The differences in results can be attributed to factors that can influence serum levels of different trace elements, including pre-analytical factors such as alterations in blood pH, physical exercise, postural changes, increased ventilation and diurnal variations, and dietary habits [23]. Another factor that could have affected these different variations in trace elements would be proteinuria. Seasonal and climatic differences, as well as racial differences, could also explain the differences in results [24] [25].

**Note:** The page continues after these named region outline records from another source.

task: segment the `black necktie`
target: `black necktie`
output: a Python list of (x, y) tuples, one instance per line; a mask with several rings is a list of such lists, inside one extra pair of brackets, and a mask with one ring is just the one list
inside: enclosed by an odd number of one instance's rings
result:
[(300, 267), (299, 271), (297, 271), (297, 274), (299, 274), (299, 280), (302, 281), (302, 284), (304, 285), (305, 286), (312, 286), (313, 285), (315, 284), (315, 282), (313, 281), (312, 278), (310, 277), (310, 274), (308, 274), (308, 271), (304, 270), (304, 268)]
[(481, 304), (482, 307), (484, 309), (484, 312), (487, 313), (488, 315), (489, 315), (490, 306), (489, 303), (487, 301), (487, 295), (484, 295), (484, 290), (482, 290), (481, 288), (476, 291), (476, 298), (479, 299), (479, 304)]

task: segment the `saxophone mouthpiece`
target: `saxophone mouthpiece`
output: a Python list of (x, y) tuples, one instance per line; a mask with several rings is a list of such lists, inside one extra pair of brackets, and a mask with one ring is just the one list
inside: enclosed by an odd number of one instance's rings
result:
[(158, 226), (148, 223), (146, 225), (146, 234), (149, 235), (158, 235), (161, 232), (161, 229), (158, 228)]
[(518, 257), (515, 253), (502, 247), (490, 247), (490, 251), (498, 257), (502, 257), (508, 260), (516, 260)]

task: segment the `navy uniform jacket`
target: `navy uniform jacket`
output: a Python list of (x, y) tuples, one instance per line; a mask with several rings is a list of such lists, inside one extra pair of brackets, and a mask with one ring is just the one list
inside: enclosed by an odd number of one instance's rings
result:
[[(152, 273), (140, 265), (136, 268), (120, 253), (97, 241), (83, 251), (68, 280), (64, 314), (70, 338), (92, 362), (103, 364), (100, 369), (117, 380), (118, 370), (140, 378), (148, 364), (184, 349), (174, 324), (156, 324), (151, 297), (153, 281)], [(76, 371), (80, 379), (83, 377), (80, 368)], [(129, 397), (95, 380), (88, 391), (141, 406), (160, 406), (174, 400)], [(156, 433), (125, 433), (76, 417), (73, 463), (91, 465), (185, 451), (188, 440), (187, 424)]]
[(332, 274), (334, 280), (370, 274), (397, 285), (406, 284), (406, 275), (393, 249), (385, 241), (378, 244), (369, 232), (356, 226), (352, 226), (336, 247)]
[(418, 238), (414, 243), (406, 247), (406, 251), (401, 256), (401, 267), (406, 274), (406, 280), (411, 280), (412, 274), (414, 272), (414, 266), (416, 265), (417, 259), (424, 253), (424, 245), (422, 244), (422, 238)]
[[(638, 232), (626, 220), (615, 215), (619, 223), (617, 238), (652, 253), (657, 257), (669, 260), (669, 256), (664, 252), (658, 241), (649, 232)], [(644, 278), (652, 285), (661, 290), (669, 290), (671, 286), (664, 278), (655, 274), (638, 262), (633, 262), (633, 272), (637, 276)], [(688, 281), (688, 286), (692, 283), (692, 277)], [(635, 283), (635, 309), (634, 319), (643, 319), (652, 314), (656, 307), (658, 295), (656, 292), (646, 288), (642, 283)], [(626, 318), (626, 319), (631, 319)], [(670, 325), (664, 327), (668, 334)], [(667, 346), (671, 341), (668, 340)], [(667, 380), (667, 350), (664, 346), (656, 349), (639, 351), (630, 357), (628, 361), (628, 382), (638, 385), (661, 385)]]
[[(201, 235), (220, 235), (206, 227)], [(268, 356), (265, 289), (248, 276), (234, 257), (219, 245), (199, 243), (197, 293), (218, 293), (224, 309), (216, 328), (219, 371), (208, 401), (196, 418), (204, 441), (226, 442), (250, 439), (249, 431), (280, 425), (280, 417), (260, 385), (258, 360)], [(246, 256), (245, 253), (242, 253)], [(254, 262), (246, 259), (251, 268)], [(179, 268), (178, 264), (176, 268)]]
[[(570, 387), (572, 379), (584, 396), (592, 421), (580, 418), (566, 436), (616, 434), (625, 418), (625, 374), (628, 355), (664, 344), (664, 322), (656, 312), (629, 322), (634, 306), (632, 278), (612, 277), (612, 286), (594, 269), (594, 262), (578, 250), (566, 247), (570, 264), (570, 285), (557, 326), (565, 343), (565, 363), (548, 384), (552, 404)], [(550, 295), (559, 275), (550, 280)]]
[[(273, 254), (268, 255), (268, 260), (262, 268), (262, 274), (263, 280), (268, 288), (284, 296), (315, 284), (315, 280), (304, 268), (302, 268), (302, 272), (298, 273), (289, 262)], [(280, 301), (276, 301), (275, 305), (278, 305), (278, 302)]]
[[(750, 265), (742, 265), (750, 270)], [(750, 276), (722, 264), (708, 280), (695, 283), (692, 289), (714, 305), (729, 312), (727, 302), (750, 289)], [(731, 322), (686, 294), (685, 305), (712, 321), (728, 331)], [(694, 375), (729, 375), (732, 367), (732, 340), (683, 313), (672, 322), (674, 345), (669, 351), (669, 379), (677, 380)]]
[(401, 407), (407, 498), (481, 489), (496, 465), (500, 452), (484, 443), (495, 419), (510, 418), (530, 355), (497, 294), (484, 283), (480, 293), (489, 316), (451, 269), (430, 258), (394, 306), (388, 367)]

Given that the level of trace element concentration during pregnancy is linked, on the one hand, to the concentration in the woman prior to pregnancy and, on the other hand, to the physiological changes associated with pregnancy, the low trace element statuses in our study are thought to result from the low level of trace elements found in women of childbearing age living in our town of Kisangani [26]. This could justify the inequalities in trace element values between our respondents and those in other countries or environments.
We agree with the data in the literature and the opinion of other researchers that the adequacy of micronutrient intake and the resulting blood concentration during pregnancy are also influenced by environmental, cultural and demographic variables, and it would be essential to understand at the level of the non-pregnant population which nutrients (or trace elements) from food intake are deficient or lacking and whether efforts are needed to optimise maternal nutritional intake, including food supplementation or fortification [27]. All these steps can only be taken with the clear understanding that differences in trace element concentration may be due to soil, geographical location, food preparation and processing, food accessibility, cultural practices, pollution or ethnic differences in body composition and genetics [28].
Study limitations: This research did not allow us to know the nutritional status of pregnant and non-pregnant women, and the daily intake of trace elements in each respondent, which would be useful for correcting deficient cases in the entire population of our research environment.
5. Conclusion
At the end of this research, we noted that the trace element status of pregnant women was lower than that of non-pregnant women. The micronutrient deficiency among pregnant women in Kisangani is a real problem revealed by this research, and should be of concern to all those involved in maternal and child health in our communities in order to find upstream solutions, especially in the management of micronutrient deficiencies within the population.